Ancak, vergi hukukumuzda yer almamış olmasına rağmen yurtdışında yapılan harcamaları ilgili ülkede geçerli olan fatura veya benzeri belgelerle kanıtlanması genel hukuk ilkeleri bakımından uygun görülmüş bir kural olarak uygulanmaktadır.

  • 41/1976 sayılı Kurumlar Vergisi Yasası'nın 13. maddesi kuralları da şirketlerin veya kurumların vergiye tabi safi kazançlarının saptanmasında yürürlükteki Gelir Vergisi kurallarının uygulanmasını öngörmüştür.

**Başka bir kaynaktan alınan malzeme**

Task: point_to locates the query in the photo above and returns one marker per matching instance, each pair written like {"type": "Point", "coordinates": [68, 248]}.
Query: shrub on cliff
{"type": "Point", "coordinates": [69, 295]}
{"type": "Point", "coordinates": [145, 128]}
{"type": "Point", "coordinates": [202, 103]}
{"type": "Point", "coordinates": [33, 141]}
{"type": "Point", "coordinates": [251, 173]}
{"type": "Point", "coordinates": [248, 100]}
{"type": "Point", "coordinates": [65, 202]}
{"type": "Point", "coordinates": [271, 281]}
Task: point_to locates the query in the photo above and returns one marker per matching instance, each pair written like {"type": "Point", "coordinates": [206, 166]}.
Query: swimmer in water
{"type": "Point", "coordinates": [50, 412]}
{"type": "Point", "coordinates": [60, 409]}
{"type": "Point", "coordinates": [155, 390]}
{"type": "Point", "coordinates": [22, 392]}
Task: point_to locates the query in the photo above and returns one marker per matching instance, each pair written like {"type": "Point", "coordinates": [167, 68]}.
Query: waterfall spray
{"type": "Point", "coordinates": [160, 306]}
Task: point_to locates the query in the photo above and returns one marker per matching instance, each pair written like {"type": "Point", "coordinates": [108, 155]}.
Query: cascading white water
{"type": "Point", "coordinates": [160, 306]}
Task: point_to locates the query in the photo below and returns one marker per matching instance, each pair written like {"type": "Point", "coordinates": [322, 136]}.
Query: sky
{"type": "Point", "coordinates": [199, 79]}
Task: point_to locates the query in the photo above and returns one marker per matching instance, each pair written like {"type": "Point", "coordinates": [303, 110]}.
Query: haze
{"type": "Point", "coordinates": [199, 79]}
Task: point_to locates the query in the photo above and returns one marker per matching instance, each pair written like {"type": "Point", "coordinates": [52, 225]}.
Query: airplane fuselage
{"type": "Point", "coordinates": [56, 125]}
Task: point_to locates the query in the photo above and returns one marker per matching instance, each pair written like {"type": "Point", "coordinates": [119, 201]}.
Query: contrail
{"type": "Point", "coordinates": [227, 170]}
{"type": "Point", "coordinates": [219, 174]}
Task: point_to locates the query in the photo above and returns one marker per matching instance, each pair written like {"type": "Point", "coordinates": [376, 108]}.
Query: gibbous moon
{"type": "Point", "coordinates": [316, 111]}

Diğer bir anlatımla, kişi işletmeleri ile tüzel kişi işletmelerinin vergiye tabi safi kazançlarının saptanmasında yukarıda belirtmiş olduğum kural ve koşulların aynısı uygulanmaktadır.

Belgelendirilen harcamaların döviz türünde olması halinde bu belgelerde yazılı bedellerin ilgili belgenin düzenlendiği tarihinde KKTC Merkez Bankası tarafından döviz alış kuru esası üzerinden Türk Lirasına dönüştürülerek kayıtlara işlenmesine de gerekli özen gösterilmelidir. Bu belgelerin içeriğinin bilinmeyen bir yabancı lisanda düzenlenmesi halinde bunun Türkçe'ye tercüme etme zorunluluğu işletme yetkilisine aittir.

Yukarıda belirtmiş olduğum kuralların uygulanmasında esas olan, yapılmış olan harcamaların faaliyet kazancının elde edilmesi ve sürdürülebilmesine yönelik olarak tamamen ve münhasıran (wholly and exclusively) yapılmış olmasının gerekli olduğu ve gerek yurtdışı gerekse yurtiçi harcamaları da kapsamaktadır.

Diğer önemli bir esas ise yapılan harcamanın işin önemi, büyüklüğü (ticari hacmi) ve seyahat amacının gerektiği süre ve seyahat amacının gerektiği kişi sayısı ile uyumlu ve/veya orantılı olması zorunluluğudur.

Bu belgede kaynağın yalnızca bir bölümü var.